The novel method is based on the combination of Mahalanobis Distance-based classification for flood mask creation and morphological post-processing for flood mask correction. The classification is performed by using four-dimensional classification features derived directly from the image pixels (namely R, G, B and Near-Infrared channel). The mask correction consists of three steps.

The first step relies on the assumption that if the percentage of pixels classified as flooded in an image is very small, and then probably these pixels are misclassified samples. So if the percentage of flooded pixels in an image is less than a preset threshold, they are set to non-flooded (the threshold has been empirically set to 5% after examining classification results of a training set).

The second post-processing step aims at eliminating small flooded areas (groups of a few pixels, usually 1 to 10, classified as flooded in non-flooded areas), which are potentially false positives, by applying connected-component analysis: the algorithm counts the number of pixels in such areas and in case it is less than a threshold (10 pixels) marks them as non-flooded.

Finally the third post-processing step, aims at eliminating small non-flooded areas inside flooded area, which are probably false negatives, by applying image dilation and erosion.

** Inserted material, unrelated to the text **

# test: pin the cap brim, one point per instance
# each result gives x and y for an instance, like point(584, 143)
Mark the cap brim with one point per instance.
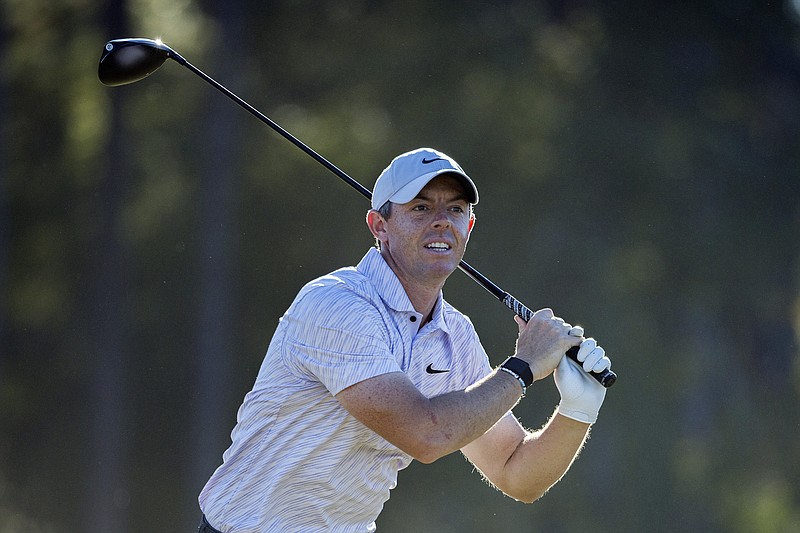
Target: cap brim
point(411, 190)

Experiments have been performed on satellite images, collected from PlanetLabs and have been provided in the context of MediaEval2017 - Multimedia Satellite Task (http://www.multimediaeval.org/mediaeval2018). In this work we also examine the performance of the method in the context of water body detection over irrigated agricultural areas.

The current technique is going to be extended in the future by considering synthetic aperture radar (SAR) data fusion and additional features in the context of H2020-EOPEN (opEn interOperable Platform for unified access and analysis of Earth observatioN data).